The venerable Wall Street investment firm says the trend toward privatization of traditional public schooling will pick up steam in the next decade.
“It is our prediction that 10 percent of the publicly funded K-12 school market will be privately managed 10 years from now, implying a market of over $30 billion in today’s dollars,” the Merrill Lynch report says.
Education is following other industries that underwent waves of reform brought about by competition, including utilities, telecommunications, transportation, and health care, the report says.
Since 1994, education and training companies have raised more than $3.4 billion from public stock offerings. Merrill Lynch’s Education and Training Index, made up of about 50 industry stocks, has increased 134 percent in value since 1994, the report says.
Three Sectors
EduVentures says in its report, “The Education Industry: Markets and Opportunities,” that the growth of for-profit education is being driven by such factors as public engagement with the details of education reform, entrepreneurship in the field, and the increased availability of venture capital for education firms.
“The true agents of change for education reform in the 21st century are going to be the innovative for-profit enterprises built by education entrepreneurs,” Michael R. Sandler, the chief executive officer of EduVentures, asserts in the report.
The consulting firm divides the for-profit education industry into three sectors: products, services, and schools.
In the products sector, revenues totaled $24 billion last year, according to EduVentures, an increase of 17 percent over 1997. That sector includes educational publishers such as Harcourt General Inc. and Scholastic Corp.; electronic-media companies such as The Learning Co.; and school-supplies businesses such as School Specialty.
The services sector had revenues of $30 billion last year, a 30 percent increase over the previous year. The sector includes corporate-training firms, as well as providers of at-risk-youth services such as Children’s Comprehensive Services Inc.; and supplementary education companies such as Sylvan Learning Systems Inc. and Berlitz International.

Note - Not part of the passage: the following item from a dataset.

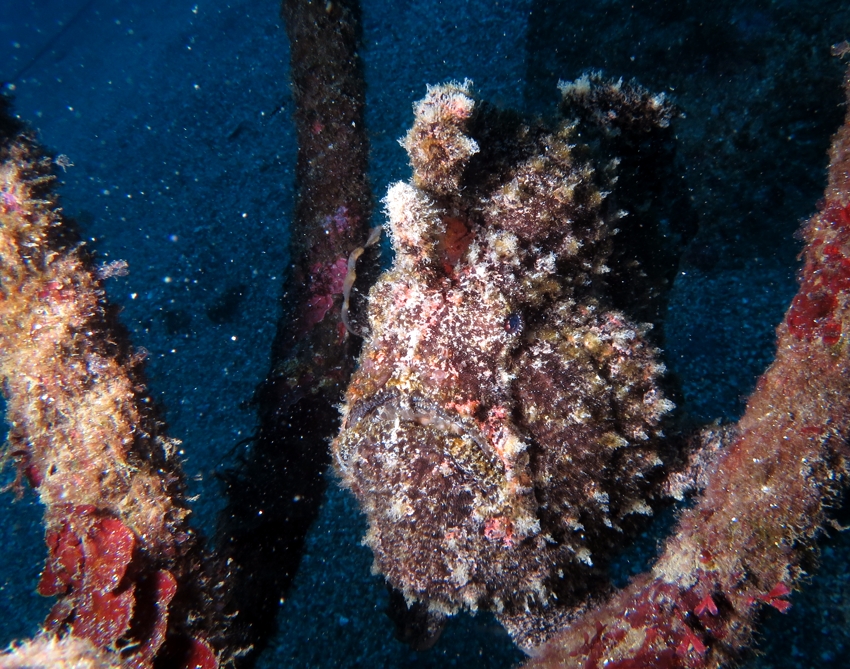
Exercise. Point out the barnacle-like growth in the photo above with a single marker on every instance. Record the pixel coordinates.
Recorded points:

The schools sector posted revenues of $28 billion in 1998, up 33 percent from 1997. It includes companies that run child-care centers, charter schools and other public K-12 schools, and postsecondary academic and vocational schools.
Among the companies included in the sector are Bright Horizons Family Solutions Inc., a child-care provider; Nobel Learning Communities Inc., which owns a chain of private child-care centers and K-12 schools; the Edison Project, which manages 51 public schools across the country; and postsecondary companies such as Apollo Group Inc.
EduVentures says the growing number of charter schools is helping drive growth in the schools sector. Roughly 10 percent of the estimated 1,200 charter schools across the country are managed by for-profit companies, the report says.
But the report predicts a “slow growth curve to profitability” for school management companies.
Merrill Lynch, meanwhile, divides up the for-profit industry differently. It says that early-education and child-care companies had revenues of $11.5 billion in 1998. K-12 education companies had revenues of $18.5 billion that year. Postsecondary education firms had $8 billion; corporate-training companies had $19 billion; and companies selling consumer educational products and services, such as tutoring and test preparation, had revenues of $13 billion, according to the firm’s report.
Each sector is expected to grow by 10 percent to 15 percent by 2001.